El concepto de parresía significa la posibilidad del ciudadano de decir lo verdadero frente a quienes detentan el poder. El poder subversivo de la palabra, de la verdad que encierra, se opone a la mentira y la retórica de los que mandan. Exhibe las tramoyas de quienes gobiernan, las tácticas de los sofistas, la esquizofrenia de la clase política, la adulación de los papagayos mediáticos. Para un parresiasta no hay grises ni posibilismos. Las acusaciones de traición y estupidez, dirigidas por Sicilia a los legisladores que aprobaron la minuta de la ley de seguridad nacional, tienen que ver con el hecho de que no cumplieron la palabra dada, y con esa actitud intransigente y estúpida insultaron a las víctimas de la violencia y se traicionaron como hombres. Léase traición, también, como opuesto a lealtad, esa noción tan cara en México a los usos y costumbres de la familia, los clanes y las mafias.

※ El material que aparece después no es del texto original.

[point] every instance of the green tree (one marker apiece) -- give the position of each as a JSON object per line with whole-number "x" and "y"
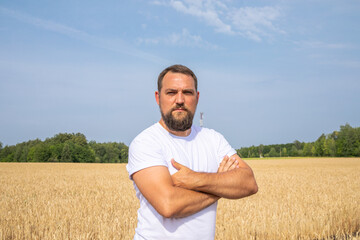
{"x": 329, "y": 147}
{"x": 294, "y": 151}
{"x": 307, "y": 150}
{"x": 66, "y": 153}
{"x": 273, "y": 152}
{"x": 319, "y": 146}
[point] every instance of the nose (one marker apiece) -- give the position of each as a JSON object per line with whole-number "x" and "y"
{"x": 180, "y": 98}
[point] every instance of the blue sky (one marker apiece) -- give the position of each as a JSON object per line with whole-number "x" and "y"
{"x": 269, "y": 71}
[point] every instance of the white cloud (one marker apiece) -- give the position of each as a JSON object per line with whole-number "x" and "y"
{"x": 185, "y": 38}
{"x": 255, "y": 23}
{"x": 205, "y": 10}
{"x": 324, "y": 45}
{"x": 115, "y": 45}
{"x": 251, "y": 22}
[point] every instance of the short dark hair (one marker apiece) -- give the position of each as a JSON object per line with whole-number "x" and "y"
{"x": 177, "y": 68}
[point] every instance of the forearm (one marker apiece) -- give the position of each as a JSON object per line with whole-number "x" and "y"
{"x": 183, "y": 202}
{"x": 234, "y": 184}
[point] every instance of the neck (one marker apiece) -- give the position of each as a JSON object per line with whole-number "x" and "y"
{"x": 176, "y": 133}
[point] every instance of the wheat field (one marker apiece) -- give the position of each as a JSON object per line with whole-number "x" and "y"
{"x": 297, "y": 199}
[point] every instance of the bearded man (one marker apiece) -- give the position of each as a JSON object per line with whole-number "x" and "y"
{"x": 180, "y": 171}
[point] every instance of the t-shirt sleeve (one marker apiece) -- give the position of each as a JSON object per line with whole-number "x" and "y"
{"x": 224, "y": 147}
{"x": 144, "y": 153}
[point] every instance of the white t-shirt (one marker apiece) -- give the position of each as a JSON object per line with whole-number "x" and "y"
{"x": 201, "y": 151}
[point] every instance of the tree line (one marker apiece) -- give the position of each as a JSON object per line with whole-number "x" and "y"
{"x": 70, "y": 147}
{"x": 65, "y": 147}
{"x": 342, "y": 143}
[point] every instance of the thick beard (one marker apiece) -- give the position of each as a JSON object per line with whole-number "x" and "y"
{"x": 174, "y": 124}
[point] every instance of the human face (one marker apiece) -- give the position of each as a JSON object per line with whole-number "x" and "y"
{"x": 177, "y": 100}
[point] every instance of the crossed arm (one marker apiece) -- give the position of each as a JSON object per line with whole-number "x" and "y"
{"x": 187, "y": 192}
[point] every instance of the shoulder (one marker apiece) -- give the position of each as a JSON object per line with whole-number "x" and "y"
{"x": 207, "y": 132}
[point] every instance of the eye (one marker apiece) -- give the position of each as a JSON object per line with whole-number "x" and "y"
{"x": 188, "y": 92}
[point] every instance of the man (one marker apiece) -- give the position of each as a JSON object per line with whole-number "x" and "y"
{"x": 179, "y": 170}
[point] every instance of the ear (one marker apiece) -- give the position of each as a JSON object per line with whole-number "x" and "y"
{"x": 157, "y": 97}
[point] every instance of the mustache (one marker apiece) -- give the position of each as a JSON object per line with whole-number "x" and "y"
{"x": 179, "y": 107}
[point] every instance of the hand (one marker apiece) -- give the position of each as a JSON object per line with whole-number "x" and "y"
{"x": 228, "y": 164}
{"x": 184, "y": 177}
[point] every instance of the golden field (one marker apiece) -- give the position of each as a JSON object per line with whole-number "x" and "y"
{"x": 297, "y": 199}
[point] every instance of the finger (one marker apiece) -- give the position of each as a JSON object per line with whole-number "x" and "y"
{"x": 176, "y": 164}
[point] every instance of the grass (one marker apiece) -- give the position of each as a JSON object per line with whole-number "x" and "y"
{"x": 305, "y": 198}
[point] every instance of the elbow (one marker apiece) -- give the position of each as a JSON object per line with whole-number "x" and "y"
{"x": 167, "y": 208}
{"x": 254, "y": 188}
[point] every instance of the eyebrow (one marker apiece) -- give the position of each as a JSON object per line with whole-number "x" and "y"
{"x": 183, "y": 90}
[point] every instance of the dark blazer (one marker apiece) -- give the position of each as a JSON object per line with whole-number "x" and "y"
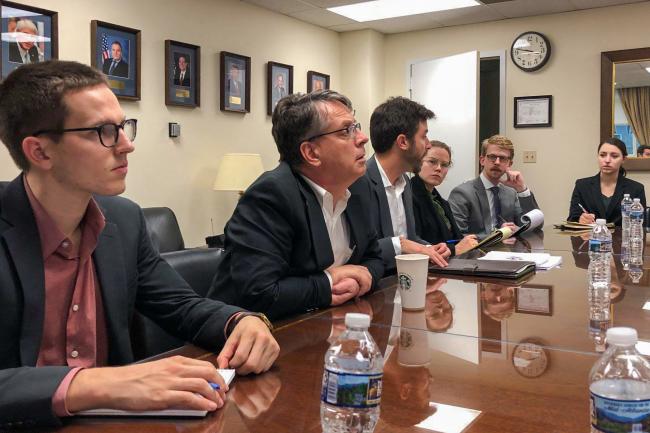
{"x": 121, "y": 70}
{"x": 380, "y": 219}
{"x": 587, "y": 193}
{"x": 428, "y": 224}
{"x": 277, "y": 247}
{"x": 131, "y": 276}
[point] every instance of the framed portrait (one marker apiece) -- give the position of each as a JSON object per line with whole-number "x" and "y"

“Los hombres son en la palabra”, decía Paulo Freire. Existir, humanamente, es pronunciar el mundo, transformarlo. Si Sicilia no practicara su diatriba, sería servil ante los otros –incluidos los millares de víctimas de la violencia que hoy creen en su palabra y su acción– e inauténtico consigo mismo. Ante el discurso rastrero, laudatorio del nuevo orden calderonista y la razón de Estado, enunciado por los amaestrados policías del pensamiento en los medios, el lenguaje de Sicilia incomoda, molesta. Su palabra verdadera erosiona el poder que tiene el discurso tecnomediático como vehículo de socialización e imposición de una forma conservadora, homogeneizadora, de ver la realidad, donde no cabe la crítica ni las preguntas radicales sobre el sentido de la vida y las relaciones sociales. Su lenguaje pedagógico –como antes el zapatista– es instituyente de una verdad distinta a la adecuada, a la políticamente correcta del caótico y violento orden neoliberal.
Ante la verdad oficial y la ideología fatalista e inmovilizadora del discurso hegemónico y el de quienes justifican el autoritarismo y la represión barbarizante del régimen de Calderón, la palabra de Sicilia es también un acicate para despertar la autonomía de las demás víctimas de una guerra absurda, irresponsable, fratricida. Su tarea no es fácil. Hasta los excluidos se identifican con las reglas de la clase dominante y las legitiman. Asumir la autonomía requiere ir contra el consenso impuesto desde arriba. La libertad, decía Adorno, se basa en escapar a toda alternativa prestablecida. Pero la lógica de la consecuencia, el correlato entre el decir y el hacer, implica escarnio, sarcasmo, acoso, desacreditación política.
En la agenda de Sicilia y su movimiento sigue el diálogo radical con los ministros de la Suprema Corte de Justicia, esos expertos en la abstracción, la evasión y la ambigüedad. Aunque el poeta ya adelantó que están hasta la madre de la guerra, del engaño y la simulación, y convocó a una movilización popular para el 14 de agosto. Con lo que en el ámbito de lo social organizado se podría entrar en una lógica de movimiento de movimientos, como anticipo de otro septiembre negro.